First simple task on my todo list here was to find out how many pages are in the given .pdf file.
I thus had a look at the official docu here:
https://hexapdf.gettalong.org/documentation/basics/index.html
I have to say: the information is excellent. I have only a slight layout issue, in that I am using a widescreen monitor, and everything seems to be centered (that's fine), but like 30% of the page on the left is white, and 20% on the right is white. So I am kind of not seeing the optimal layout here, in my opinion.
You may not understand what I intend to convey, so here is the picture:
https://i.imgur.com/z6hgMNy.png
Perhaps the margin could be changed a bit, for widescreen users (for smartphone users the above may be fine). So like ... rather than 30% to the left, you could expand it a bit to 25%, and on the right rather than ~20%, it could be 15%. In other words, to make the central content spread out a bit, in particular the main content area on the right side (index is not so important, although I think it also is too narrow).
Anyway that's a side report, not so important, so back to the API documentation.
On that page I linked above, you show this example via Document.open:
And that works! (At first I was a bit confused why .new does not accept a .pdf file, but the API documentation mentions the alternative, so that is fine.)
Ok ... how to obtain how many pages to find?
Well, I did not read any more documentation, I just tried a few methods - and like the second or third try, I figured it out on my own. That's the power of ruby there!
So, we get all pages via .pages and then we can simply call .size on the result. Et voila!
I still have to find solutions to the other uses of bin/hexapdf, but for now this should suffice. (I do this to actually embed a "widget" for display on websites in general; the .cgi file actually just autogenerates a .html file, which then has static information about all local .pdf files, and I use this primarily for support of an elderly person having stored tons of different .pdf files. So, kind of like an "overview" .html page that shows lots of information about different .pdf files.)
Now my suggestion though:
Would it be possible or desired to present some kind of "Usage FAQ" of hexapdf, but one that is short and to the point? For instance:
"Determine how many pages are in a given .pdf file:"

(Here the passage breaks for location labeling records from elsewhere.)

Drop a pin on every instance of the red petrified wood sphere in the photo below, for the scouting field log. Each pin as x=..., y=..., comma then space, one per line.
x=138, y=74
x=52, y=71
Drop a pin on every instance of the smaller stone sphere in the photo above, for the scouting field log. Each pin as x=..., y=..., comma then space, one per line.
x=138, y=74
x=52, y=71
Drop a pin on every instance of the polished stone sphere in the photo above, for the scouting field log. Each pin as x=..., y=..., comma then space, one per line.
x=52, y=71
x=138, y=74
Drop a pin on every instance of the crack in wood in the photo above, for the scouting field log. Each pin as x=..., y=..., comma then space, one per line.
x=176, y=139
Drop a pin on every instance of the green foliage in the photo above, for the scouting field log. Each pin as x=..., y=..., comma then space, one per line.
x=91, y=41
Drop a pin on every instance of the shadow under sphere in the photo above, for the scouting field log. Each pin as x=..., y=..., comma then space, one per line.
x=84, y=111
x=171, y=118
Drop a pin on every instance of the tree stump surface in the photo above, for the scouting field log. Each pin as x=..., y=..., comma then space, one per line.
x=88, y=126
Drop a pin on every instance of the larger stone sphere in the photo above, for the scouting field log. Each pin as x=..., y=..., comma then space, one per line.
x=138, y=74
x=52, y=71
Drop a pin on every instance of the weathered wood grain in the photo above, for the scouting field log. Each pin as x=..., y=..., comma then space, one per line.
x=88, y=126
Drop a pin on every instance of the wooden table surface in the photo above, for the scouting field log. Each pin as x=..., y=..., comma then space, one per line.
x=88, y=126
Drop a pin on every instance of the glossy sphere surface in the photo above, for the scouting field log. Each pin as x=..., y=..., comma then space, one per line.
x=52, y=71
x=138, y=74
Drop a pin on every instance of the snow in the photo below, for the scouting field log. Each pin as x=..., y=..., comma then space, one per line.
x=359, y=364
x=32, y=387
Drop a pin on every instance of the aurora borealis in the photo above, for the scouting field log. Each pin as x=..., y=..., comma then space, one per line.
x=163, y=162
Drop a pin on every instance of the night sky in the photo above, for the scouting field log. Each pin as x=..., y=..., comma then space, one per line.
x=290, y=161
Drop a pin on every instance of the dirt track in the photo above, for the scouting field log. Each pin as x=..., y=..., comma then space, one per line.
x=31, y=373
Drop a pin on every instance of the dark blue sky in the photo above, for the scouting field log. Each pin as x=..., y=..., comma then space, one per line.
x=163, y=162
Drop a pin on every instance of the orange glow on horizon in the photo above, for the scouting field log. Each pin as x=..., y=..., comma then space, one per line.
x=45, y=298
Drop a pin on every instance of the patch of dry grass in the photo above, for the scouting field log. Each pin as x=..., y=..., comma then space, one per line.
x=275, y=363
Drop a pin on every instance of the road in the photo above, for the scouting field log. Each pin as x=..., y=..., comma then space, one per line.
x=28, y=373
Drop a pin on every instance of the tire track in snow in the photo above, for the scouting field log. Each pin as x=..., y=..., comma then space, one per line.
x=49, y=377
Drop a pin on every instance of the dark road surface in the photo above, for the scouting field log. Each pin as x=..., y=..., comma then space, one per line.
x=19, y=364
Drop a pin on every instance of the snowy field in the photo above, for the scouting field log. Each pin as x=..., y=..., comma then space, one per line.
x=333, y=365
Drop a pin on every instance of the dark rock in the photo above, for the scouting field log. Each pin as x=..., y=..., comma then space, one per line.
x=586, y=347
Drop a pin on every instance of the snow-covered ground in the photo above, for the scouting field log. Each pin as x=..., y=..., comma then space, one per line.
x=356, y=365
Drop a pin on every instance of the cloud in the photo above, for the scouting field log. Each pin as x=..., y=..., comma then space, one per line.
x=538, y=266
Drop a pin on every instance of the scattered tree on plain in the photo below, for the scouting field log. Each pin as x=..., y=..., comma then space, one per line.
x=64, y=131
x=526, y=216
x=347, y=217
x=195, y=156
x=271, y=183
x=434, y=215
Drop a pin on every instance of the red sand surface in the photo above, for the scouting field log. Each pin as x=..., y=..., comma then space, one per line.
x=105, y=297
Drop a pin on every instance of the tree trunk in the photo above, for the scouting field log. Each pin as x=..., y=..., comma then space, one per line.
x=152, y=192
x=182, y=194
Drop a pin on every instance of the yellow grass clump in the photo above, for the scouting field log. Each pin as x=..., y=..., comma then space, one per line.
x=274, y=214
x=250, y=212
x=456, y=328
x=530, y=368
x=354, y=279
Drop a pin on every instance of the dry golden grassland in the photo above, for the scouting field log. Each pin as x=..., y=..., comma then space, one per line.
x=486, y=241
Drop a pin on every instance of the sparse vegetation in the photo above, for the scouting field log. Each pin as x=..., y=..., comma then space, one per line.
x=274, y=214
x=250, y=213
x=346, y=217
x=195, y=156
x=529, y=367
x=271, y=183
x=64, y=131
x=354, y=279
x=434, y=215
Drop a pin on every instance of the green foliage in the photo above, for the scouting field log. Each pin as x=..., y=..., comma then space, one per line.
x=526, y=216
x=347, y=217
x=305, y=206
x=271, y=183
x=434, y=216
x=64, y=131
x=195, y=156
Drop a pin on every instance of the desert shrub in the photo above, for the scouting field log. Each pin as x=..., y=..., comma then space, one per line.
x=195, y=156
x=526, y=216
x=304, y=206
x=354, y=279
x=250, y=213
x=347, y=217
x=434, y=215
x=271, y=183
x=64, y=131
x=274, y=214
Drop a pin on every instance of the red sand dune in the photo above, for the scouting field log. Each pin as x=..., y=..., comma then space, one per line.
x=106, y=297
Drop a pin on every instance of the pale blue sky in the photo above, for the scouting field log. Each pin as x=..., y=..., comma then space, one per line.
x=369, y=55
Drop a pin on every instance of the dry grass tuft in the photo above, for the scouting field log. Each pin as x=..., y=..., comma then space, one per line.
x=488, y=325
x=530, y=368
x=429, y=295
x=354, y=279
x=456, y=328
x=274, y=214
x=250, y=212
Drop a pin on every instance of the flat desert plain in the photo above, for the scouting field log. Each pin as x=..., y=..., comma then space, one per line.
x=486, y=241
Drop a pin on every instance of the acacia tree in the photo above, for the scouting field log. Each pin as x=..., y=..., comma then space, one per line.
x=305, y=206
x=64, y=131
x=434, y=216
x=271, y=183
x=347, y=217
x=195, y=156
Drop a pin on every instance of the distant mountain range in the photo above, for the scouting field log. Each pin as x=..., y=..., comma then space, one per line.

And then the code would be shown, such as the one I mentioned above.
The same could be done with many other examples - a bit like a mini StackOverflow guide for how to use hexapdf for common tasks; and perhaps in a second step for not so common tasks.
Ideally this could be a single .md file which content you can then just simply show on the homepage. Alternatively you could perhaps use meta-tags in whatever format you maintain the API documentation and then use ruby to retrieve these all into a standalone .md file or so. Not sure how you store the API documentation; for my own gems I typically store information in a file called README.gen (.gen for generator), which I then use to generate a README.md standalone file, and the ruby script that converts this, also supports some custom "macros" I use, to add additional information. But perhaps you just use markdown files, so a single .md file may be better.
I am not sure whether a FAQ is worth your time, but perhaps other ruby users of hexapdf may also benefit for this, so I naturally leave all decisions in this regard up to you, of course. Please feel free to close this issue at any moment in time.
TL;DR: Please consider adding a FAQ-ish style "usage example". (A bit similar to zenspider's quickref, but adjusted to hexapdf's use cases rather than zenspider's quickref to ALL of ruby itself.)
PS: If that already exists then perhaps it could be mentioned in the introduction too, such as "for a quick overview of many different examples, consider visiting the following link" or something like that, and then link in to that FAQ or Example.md file described above.